Já no caso do Sombra, o ministro votou pela validade da investigação, ao entender que o Ministério Público não se baseou somente em investigação própria, mas acabou utilizando na denúncia contra o suposto mandante do assassinato de Celso Daniel, informações policiais e escutas telefônicas autorizadas judicialmente. Foi graças à investigação do Ministério Público que apareceram os indícios de que o caso poderia se tratar de um crime com motivação política, diferentemente inquérito policial, cuja conclusão foi de que se tratava de um crime comum.

O ministro Ricardo Lewandowski foi o único a votar formalmente, adiantando sua posição e seguindo os argumentos de Cezar Peluso. Outros ministros, no entanto, durante a discussão, já adiantaram algumas posições, dando a entender que seus votos não serão tão restritos como o dos colegas que votaram hoje. São eles: Gilmar Mendes, Celso de Mello e Carlos Ayres Britto.

Em diversos julgamentos de casos específicos proferidos na 2ª Turma do STF, esses três magistrados, juntos com o colega Joaquim Barbosa, entendem que a Constituição Federal permite sim que o Ministério Público realize investigações, não se limitando a apurar fatos relacionados a policiais, membros da própria instituição e outras pessoas, quando a Polícia se recusa a abrir inquérito.

De acordo com o posicionamento já proferido por eles, procuradores e promotores podem realizar "investigações complementares", cabendo apurar diretamente crimes cometidos contra a Administração Pública.

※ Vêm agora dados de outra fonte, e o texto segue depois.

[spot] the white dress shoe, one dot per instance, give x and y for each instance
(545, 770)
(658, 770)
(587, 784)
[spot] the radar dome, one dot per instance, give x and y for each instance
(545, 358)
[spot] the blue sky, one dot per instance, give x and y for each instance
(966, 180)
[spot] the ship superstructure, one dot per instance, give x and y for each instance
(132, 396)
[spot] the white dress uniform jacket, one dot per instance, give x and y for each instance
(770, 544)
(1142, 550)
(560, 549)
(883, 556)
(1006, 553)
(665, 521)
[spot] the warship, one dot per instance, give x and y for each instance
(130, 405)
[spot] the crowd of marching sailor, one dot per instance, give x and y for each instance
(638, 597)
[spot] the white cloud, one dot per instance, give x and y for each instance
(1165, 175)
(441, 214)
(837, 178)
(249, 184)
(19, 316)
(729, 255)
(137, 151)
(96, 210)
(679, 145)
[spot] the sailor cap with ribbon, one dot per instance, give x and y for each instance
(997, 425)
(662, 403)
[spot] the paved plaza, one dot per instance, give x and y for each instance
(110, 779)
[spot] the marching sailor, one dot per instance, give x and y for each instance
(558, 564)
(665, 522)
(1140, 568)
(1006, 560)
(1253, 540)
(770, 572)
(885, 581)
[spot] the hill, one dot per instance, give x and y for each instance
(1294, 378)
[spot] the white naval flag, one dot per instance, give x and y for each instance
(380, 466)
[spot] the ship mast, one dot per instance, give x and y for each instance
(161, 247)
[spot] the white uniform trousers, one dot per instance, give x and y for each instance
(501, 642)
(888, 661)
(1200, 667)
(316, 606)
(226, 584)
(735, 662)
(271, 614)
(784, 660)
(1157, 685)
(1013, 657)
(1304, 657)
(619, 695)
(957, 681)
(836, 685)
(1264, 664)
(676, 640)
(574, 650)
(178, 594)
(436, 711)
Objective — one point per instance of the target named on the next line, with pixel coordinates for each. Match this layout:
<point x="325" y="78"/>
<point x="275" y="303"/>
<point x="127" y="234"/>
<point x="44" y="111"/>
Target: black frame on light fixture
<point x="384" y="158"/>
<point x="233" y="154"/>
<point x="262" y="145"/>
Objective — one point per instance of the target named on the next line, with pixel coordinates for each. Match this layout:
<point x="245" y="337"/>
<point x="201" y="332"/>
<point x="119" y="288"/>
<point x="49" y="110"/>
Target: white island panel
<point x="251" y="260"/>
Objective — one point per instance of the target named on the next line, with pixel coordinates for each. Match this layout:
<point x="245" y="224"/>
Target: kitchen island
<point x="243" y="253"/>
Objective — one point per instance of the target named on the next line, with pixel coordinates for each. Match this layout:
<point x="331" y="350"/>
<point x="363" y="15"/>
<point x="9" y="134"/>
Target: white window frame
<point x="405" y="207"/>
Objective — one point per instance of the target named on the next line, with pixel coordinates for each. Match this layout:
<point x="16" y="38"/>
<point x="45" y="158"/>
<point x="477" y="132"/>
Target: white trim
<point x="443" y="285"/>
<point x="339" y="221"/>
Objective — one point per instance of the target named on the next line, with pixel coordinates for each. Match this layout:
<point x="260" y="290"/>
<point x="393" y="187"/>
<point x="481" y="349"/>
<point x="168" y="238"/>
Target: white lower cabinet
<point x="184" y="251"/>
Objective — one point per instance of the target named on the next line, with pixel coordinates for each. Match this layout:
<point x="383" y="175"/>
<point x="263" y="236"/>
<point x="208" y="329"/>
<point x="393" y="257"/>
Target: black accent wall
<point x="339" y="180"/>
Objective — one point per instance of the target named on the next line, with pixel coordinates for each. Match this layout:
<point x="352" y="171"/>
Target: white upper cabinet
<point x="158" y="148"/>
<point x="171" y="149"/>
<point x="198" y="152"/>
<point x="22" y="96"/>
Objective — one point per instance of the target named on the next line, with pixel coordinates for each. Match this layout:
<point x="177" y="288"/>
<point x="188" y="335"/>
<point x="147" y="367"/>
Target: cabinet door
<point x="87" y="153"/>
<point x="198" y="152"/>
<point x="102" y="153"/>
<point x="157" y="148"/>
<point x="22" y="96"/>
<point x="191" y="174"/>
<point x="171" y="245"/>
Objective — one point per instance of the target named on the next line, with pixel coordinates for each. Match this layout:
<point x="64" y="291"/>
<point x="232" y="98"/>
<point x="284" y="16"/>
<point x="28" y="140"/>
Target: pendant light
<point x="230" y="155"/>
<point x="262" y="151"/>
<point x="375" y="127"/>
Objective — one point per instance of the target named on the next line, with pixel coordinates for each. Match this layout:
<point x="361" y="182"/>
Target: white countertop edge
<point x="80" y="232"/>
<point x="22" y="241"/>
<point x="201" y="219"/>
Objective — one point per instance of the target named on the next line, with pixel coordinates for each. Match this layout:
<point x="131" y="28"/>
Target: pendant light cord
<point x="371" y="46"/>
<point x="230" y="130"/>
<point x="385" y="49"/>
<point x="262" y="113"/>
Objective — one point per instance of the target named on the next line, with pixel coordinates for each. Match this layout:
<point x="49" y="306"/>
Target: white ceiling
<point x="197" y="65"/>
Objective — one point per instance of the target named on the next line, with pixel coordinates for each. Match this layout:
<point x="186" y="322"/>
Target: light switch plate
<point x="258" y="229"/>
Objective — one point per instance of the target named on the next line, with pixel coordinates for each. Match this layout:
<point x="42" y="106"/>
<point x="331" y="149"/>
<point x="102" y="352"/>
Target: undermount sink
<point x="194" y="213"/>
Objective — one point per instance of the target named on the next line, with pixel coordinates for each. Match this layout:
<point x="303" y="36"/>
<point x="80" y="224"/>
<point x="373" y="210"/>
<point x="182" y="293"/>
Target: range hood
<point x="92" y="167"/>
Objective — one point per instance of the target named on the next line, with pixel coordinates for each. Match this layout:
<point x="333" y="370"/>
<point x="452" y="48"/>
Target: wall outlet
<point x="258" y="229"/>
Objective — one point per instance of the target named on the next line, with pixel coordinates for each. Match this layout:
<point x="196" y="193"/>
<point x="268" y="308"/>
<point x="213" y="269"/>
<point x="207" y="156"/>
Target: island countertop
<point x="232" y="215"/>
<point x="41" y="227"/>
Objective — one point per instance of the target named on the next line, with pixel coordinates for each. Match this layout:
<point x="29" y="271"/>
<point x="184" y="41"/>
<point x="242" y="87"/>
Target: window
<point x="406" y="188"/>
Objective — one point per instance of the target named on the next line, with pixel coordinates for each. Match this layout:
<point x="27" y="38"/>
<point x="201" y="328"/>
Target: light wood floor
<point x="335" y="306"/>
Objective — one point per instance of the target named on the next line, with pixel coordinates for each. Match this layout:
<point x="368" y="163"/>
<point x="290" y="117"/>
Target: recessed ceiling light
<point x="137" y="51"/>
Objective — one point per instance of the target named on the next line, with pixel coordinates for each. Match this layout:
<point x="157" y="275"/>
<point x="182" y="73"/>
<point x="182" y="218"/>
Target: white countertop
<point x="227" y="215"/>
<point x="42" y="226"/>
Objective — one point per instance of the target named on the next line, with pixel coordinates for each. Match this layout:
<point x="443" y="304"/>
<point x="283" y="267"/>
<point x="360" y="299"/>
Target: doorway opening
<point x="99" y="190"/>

Eles concordam com Peluso que tais investigações não podem ser feitas sem o controle judicial e devem seguir os mesmos procedimentos dos inquéritos policiais, ou seja, publicação de portaria e a garantia que os investigados tenham acesso ao que já foi colhido.

Reservadamente, ministros afirmam que tais medidas servem para evitar abusos. A tendência é que prevaleça essa segunda linha, dando maior liberdade investigatória ao Ministério Público.

Para o procurador-geral da República, Roberto Gurgel, esse é o julgamento do STF mais importante para sua instituição. Ele disse que o voto de Peluso restringiu demais os poderes do Ministério Público que, segundo ele, a instituição já investiga apenas em casos excepcionais.

"A realidade do nosso país impõe que tenhamos maior número possível de órgãos investigando. Há um volume que o Ministério Público não dá conta, a Policia não dá conta. Então restringir, falar que é monopólio da Policia ou do Ministério Público é algo que não faz bem à preocupação que é de toda sociedade em relação a impunidade", afirmou Gurgel.